Overall, the Department apprehended 406,595 individuals nationwide and conducted a total of 462,463 removals and returns. The U.S. Border Patrol reported 337,117 apprehensions nationwide, compared to 486,651 in FY 2014. At the same time, ICE removed or returned 235,413 individuals in FY 2015, with 86 percent of these individuals considered a top priority (Priority One) those considered border security or public safety threats.
The number of convicted criminals removed from the interior continued to increase, as 91 percent of ICEs FY 2015 interior removals and returns were individuals who were previously convicted of a crime, compared to 86 percent in FY 2014, and just 67 percent in FY 2011.
Secretary of Homeland Security Jeh Johnson made the following statement concerning these numbers:
Last years removal and return statistics are characterized primarily by three things: first, last years removal numbers reflect this Departments increased focus on prioritizing convicted criminals and threats to public safety, border security and national security. Second, the removal numbers were driven by the dramatic decrease in those apprehended at the border in FY 2015 337,117 the second lowest apprehension number since 1972, reflecting a lower level of attempted illegal migration at our borders. Third, to improve the transparency of our efforts, for the second year in a row, we are releasing the immigration statistics of CBP and ICE together, rather than piecemeal, to provide a single, clear snapshot of our overall immigration enforcement picture.

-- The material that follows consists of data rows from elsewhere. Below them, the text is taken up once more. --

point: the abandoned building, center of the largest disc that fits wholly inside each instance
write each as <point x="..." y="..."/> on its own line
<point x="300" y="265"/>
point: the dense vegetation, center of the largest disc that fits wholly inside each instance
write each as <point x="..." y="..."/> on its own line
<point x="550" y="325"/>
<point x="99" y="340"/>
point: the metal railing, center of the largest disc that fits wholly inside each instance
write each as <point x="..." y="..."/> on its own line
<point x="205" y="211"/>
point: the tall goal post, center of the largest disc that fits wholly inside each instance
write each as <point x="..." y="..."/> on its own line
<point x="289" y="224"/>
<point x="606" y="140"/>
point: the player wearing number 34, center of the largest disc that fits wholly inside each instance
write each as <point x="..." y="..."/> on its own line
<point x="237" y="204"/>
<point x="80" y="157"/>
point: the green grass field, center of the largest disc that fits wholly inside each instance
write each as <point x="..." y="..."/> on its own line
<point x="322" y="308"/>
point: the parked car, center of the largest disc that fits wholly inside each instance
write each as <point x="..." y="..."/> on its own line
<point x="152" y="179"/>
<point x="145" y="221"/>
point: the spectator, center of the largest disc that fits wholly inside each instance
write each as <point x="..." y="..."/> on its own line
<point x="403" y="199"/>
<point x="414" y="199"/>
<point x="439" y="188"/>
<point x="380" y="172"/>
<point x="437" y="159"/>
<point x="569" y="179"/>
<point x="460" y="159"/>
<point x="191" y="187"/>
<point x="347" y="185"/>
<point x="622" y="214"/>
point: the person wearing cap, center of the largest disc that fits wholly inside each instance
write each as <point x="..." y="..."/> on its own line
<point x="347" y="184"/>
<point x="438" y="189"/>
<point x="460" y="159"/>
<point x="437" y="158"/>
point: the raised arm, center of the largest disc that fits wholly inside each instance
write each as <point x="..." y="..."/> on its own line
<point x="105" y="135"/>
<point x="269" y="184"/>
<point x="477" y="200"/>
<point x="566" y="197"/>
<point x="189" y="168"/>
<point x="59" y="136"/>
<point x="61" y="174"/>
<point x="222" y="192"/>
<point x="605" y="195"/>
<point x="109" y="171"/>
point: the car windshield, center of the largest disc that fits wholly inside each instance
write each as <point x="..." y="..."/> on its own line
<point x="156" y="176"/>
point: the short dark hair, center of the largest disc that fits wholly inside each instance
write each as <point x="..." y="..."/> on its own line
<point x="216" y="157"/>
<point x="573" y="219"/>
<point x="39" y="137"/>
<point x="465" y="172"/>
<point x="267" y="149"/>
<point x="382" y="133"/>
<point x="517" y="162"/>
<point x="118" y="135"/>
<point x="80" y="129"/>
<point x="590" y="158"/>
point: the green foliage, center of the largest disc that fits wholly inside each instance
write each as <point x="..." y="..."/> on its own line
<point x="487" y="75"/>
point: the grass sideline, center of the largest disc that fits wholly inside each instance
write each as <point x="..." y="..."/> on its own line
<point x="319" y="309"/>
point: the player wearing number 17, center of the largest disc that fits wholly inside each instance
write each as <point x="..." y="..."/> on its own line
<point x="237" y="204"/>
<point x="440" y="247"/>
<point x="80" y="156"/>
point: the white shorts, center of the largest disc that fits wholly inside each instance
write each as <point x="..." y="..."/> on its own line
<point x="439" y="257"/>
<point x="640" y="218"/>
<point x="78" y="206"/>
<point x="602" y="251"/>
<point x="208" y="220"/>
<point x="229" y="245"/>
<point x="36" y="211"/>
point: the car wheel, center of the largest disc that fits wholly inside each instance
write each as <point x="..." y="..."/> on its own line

FY 2015 was a year of transition, during which our new policies focusing on public safety were being implemented. In FY 2016 and beyond, I want to focus even more interior enforcement resources on removing convicted criminals. To that end, we are renewing and rebuilding ICEs ties with state and local law enforcement. A year ago, we ended the controversial Secure Communities Program, and replaced it with the Priority Enforcement Program. Of the 25 largest jurisdictions that had placed restrictions on their own cooperation with ICE, 16 are now working with us again for the good of public safety.
In FY 2016, we will be challenged again by a variety of factors driving illegal migration to the U.S., mostly from Central America, and we are redoubling our border security efforts now to meet that challenge.